如果你正在使用一个集合，比如ArrayList<Character>你也可以使用这个indexOf()方法：

ArrayList<Character> list = new ArrayList<Character>();
list.add('m');
list.add('e');
list.add('y');

System.out.println(list.indexOf('e'));

There is also the Arraysclass which shortens above code:

还有一个Arrays类可以缩短上面的代码：

List list = Arrays.asList(new Character[] { 'm', 'e', 'y' });
System.out.println(list.indexOf('e'));

The problem with your code is that when you do

您的代码的问题在于，当您这样做时

 list[] == "e"

you're asking if the array object (not the contents) is equal to the string "e", which is clearly not the case.

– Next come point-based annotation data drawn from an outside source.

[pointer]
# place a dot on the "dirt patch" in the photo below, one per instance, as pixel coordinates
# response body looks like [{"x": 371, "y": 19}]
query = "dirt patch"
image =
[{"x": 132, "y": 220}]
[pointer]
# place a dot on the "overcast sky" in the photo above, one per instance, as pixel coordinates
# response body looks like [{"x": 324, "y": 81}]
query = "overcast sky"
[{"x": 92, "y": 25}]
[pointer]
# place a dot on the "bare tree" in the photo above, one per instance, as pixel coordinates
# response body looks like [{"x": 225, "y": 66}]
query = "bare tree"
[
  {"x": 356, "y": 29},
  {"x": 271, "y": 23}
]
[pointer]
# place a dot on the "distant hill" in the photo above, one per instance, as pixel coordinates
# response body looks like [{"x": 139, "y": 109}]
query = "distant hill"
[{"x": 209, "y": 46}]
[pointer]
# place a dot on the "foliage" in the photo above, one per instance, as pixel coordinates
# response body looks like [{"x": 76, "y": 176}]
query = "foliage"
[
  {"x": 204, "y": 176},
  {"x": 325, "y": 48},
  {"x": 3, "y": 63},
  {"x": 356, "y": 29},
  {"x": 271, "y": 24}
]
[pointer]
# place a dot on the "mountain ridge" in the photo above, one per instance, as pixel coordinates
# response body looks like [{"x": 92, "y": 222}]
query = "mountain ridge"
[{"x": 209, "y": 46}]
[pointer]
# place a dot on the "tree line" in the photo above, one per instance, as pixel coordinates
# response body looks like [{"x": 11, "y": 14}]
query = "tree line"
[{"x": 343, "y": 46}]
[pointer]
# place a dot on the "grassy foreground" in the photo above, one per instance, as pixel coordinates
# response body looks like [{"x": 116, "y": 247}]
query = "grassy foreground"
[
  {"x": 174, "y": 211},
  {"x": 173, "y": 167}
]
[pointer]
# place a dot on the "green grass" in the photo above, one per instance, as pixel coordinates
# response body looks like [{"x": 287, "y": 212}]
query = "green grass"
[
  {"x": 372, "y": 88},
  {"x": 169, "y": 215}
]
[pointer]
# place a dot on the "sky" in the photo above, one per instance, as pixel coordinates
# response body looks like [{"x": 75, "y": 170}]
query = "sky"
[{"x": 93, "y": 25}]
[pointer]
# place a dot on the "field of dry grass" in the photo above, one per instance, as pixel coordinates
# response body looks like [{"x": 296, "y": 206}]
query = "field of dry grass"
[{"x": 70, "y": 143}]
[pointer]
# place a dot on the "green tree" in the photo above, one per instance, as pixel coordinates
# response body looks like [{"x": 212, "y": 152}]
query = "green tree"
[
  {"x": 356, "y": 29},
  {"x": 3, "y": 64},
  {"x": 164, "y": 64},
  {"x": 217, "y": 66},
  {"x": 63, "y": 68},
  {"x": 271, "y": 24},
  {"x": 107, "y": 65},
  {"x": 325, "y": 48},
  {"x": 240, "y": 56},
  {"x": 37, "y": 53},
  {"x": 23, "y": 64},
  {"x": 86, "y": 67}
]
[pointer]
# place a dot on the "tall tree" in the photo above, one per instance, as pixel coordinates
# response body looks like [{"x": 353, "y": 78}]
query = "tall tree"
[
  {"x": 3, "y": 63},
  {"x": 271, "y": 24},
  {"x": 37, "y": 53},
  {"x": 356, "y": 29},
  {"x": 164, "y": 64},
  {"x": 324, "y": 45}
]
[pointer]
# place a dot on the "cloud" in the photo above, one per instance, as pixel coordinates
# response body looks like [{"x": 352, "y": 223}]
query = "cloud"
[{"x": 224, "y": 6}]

你问的是数组对象（不是内容）是否等于字符串“e”，这显然不是这种情况。

You'll want to iterate over the contents in order to do the check you want:

您需要遍历内容以进行所需的检查：

 for(String element : list) {
      if (element.equals("e")) {
           // do something here
      }
 }

Very Heavily Edited. I think either you want this:

非常大量的编辑。我想要么你想要这个：

class CharStorage {
    /** set offset to 1 if you want b=1, o=2, y=3 instead of b=0... */
    private final int offset=0;
    private int array[]=new int[26];

    /** Call this with up to 26 characters to initialize the array.  For 
      * instance, if you pass "boy" it will init to b=0,o=1,y=2.
      */
    void init(String s) {
        for(int i=0;i<s.length;i++)
            store(s.charAt(i)-'a' + offset,i); 
    }

    void store(char ch, int value) {
        if(ch < 'a' || ch > 'z') throw new IllegalArgumentException();
        array[ch-'a']=value;
    }

    int get(char ch) {
        if(ch < 'a' || ch > 'z') throw new IllegalArgumentException();
        return array[ch-'a'];
    }
}

(Note that you may have to adjust the init method if you want to use 1-26 instead of 0-25)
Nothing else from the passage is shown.